No More Baseball “Clinics” for Women, Engage Female Fans as Fans- Every year we hear about the “clinics” teams hold to “teach” baseball to women and girls. This is an outdated idea that ignores nearly half the major league baseball fan base who already knows baseball, and plenty of girls who are or have played the game. MLB teams need to begin treating women fans as the knowledgeable, passionate fans and consumers that they are.
Instead of the same old workshops, teams can create baseball trivia contests to win team merchandise, have a Q&A that involves a coach or player and allow them to ask some fan based questions about the season or fun random stuff that fans love hearing about (favorite music, most fun teammate, etc.,). They can also give them an opportunity to play a little baseball on the field, without condescending to them about how to play with things like “Baseball 101.” They know. They watch. Treat them that way. One coach was quoted as saying of a past clinic, “The women were very knowledgeable.” You don’t say?

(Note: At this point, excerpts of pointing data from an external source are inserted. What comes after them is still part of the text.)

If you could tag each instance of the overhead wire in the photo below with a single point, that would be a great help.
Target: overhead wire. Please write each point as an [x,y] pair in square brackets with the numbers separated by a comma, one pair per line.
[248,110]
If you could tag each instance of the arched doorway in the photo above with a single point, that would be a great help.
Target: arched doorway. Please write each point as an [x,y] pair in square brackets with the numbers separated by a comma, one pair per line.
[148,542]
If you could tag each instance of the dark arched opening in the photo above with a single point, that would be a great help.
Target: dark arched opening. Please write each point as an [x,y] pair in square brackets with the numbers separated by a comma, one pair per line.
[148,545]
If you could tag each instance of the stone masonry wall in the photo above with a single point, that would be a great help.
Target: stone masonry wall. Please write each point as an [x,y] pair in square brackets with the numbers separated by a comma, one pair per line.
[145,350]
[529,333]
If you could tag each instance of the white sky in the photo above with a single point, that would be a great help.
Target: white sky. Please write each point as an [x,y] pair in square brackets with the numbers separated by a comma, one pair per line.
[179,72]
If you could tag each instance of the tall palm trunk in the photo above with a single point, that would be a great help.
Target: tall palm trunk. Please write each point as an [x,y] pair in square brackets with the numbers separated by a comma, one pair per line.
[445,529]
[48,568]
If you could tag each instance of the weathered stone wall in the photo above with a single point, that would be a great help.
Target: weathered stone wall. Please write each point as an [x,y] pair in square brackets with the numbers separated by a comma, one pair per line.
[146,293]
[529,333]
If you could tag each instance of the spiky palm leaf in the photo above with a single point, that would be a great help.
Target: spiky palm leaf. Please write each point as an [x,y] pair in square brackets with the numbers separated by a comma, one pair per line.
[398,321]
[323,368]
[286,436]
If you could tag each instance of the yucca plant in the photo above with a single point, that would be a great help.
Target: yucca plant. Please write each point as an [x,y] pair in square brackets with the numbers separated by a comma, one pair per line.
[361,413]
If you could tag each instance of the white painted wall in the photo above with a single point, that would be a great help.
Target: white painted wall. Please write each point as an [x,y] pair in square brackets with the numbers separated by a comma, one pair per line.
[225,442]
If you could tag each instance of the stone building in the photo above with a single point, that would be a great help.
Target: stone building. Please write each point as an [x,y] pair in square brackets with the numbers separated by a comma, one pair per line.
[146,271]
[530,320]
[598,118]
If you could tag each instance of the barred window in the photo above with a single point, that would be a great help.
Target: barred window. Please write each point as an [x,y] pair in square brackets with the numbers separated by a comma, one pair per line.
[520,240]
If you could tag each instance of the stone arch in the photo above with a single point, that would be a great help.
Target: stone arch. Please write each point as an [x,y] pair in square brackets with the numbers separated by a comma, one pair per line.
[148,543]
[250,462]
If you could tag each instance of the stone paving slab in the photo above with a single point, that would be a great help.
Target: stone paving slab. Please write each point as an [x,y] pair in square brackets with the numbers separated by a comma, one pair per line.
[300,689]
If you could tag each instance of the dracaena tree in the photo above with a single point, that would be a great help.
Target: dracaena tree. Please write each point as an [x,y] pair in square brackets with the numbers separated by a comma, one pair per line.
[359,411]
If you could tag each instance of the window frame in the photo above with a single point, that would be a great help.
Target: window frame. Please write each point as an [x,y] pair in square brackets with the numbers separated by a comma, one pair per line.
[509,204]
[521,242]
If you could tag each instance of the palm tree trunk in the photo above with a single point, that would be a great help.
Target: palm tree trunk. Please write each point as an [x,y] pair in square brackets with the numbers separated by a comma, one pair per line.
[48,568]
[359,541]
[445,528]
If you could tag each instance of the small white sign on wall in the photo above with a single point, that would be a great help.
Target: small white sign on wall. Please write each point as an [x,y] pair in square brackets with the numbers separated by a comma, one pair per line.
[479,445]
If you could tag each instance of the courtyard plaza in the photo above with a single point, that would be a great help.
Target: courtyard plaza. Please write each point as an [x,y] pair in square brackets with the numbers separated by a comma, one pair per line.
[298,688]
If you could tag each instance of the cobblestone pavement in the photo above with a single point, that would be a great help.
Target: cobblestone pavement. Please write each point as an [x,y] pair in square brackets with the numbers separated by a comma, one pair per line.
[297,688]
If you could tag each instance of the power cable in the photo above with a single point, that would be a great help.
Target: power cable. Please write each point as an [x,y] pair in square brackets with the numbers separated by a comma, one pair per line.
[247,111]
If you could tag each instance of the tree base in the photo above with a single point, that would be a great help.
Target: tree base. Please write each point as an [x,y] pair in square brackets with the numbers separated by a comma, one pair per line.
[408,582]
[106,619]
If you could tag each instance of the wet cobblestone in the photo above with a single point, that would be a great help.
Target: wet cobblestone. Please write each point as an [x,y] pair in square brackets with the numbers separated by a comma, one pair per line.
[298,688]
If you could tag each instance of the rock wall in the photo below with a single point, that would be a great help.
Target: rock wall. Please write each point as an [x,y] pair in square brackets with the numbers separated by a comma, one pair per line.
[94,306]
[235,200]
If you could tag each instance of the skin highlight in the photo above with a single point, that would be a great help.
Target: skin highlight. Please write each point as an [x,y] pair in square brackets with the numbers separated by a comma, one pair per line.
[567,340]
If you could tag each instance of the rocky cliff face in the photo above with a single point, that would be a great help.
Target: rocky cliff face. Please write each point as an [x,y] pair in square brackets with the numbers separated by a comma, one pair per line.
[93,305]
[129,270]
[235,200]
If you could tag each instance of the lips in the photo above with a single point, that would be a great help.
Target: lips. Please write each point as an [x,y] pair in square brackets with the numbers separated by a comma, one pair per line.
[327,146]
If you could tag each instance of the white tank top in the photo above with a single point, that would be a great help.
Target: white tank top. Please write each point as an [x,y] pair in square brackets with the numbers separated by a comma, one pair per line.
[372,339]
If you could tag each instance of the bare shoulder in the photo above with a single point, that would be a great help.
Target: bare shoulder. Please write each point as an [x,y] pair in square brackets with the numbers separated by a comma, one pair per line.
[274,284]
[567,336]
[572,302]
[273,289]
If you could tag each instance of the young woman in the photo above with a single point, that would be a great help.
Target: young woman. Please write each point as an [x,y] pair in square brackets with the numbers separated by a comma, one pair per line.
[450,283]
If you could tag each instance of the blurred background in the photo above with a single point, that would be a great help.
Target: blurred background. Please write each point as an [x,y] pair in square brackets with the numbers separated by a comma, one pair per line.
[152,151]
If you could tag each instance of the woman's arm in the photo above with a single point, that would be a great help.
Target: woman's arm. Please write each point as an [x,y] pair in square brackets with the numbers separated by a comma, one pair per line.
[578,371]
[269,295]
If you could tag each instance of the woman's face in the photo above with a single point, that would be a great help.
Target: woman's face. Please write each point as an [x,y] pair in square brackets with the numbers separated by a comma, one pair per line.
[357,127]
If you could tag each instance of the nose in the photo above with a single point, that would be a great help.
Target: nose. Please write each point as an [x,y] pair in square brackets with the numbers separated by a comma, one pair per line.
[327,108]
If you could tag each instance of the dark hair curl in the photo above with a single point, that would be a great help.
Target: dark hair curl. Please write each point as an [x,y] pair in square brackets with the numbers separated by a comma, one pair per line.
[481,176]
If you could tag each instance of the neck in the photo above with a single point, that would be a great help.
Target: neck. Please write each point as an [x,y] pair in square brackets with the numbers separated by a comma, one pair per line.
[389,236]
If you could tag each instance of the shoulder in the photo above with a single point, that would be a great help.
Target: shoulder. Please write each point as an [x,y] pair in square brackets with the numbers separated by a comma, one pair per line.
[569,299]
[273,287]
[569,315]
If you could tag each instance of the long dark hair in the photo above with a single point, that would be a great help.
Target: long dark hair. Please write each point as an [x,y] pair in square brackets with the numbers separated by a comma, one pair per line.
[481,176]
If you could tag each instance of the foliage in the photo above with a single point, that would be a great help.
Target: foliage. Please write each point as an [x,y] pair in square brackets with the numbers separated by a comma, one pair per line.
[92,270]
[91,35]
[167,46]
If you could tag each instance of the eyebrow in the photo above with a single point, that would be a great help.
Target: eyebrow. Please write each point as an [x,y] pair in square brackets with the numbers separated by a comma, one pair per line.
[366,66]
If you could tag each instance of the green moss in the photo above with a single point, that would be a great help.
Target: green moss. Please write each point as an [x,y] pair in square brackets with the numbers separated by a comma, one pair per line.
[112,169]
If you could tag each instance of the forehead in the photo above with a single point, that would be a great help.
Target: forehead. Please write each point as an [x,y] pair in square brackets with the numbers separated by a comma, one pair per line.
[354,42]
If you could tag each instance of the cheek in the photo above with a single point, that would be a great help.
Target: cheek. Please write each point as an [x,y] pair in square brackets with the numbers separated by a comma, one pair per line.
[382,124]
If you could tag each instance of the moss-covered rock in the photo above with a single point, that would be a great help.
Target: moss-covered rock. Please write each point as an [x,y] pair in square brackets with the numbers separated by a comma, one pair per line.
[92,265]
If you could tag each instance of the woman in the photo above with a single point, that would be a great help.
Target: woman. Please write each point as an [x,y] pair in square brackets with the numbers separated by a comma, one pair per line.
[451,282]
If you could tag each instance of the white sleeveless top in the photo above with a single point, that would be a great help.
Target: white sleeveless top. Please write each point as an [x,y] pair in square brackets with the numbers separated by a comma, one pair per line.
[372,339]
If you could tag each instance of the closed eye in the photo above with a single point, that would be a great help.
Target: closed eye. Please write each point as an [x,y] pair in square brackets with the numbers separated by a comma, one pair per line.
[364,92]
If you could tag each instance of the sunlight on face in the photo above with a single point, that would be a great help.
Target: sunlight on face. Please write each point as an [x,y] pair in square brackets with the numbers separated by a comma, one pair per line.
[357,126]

If men were at this clinic, how would MLB teams approach them? They need to consider that for the future.
Host Domestic Violence Awareness Nights in Addition to Pink Nights for Breast Cancer- MLB teams haven’t been brave when it comes to domestic violence. Long viewed as a “personal” or “family” issue and certainly as a woman’s issue they didn’t want to touch too closely, they’ve dropped the ball on a play that should be easy. Show women that an issue that affects 3-in 10 women (29%), by hosting a night of awareness that benefits a local organization. MLB teams are proud of their “Pink” events, which see baseball bats turn pink and women ticket-buyers treated as important. The fear of a night that talks about domestic violence is insulting and transparent. When teams employ a player who’s been arrested for DV, it’s kind of a sticky situation, huh? Time to be brave and take more than a technical stand with a Domestic Violence Policy; they must take a philosophical stand to send a clear message about commitment to this issue.
Assign a dollar amount for every ticket sold that goes to a domestic violence shelter, design a hat for the day, and honor a local advocate or organization and present a check in a pre-game ceremony. Stop leaning into this, MLB. Fully commit.
Survey Female Fans in the Off-Season – While this one takes some logistical planning, it can be done. On the MLB site, perhaps, they could offer this opportunity to women who frequently attend games with half or full-season packages. By narrowing it to those fans, MLB can communicate with the most devoted female fans and consumers. Ask them about the merchandise offered, the promos they’d like to see, and what kind of events they’re most interested in. In doing this, MLB will better understand women who love the game and put their hard earned dollars toward attending games throughout the season.
MLB needs to evolve and start talking to women not as a commodity or outsider, but as genuine and dedicated baseball fans.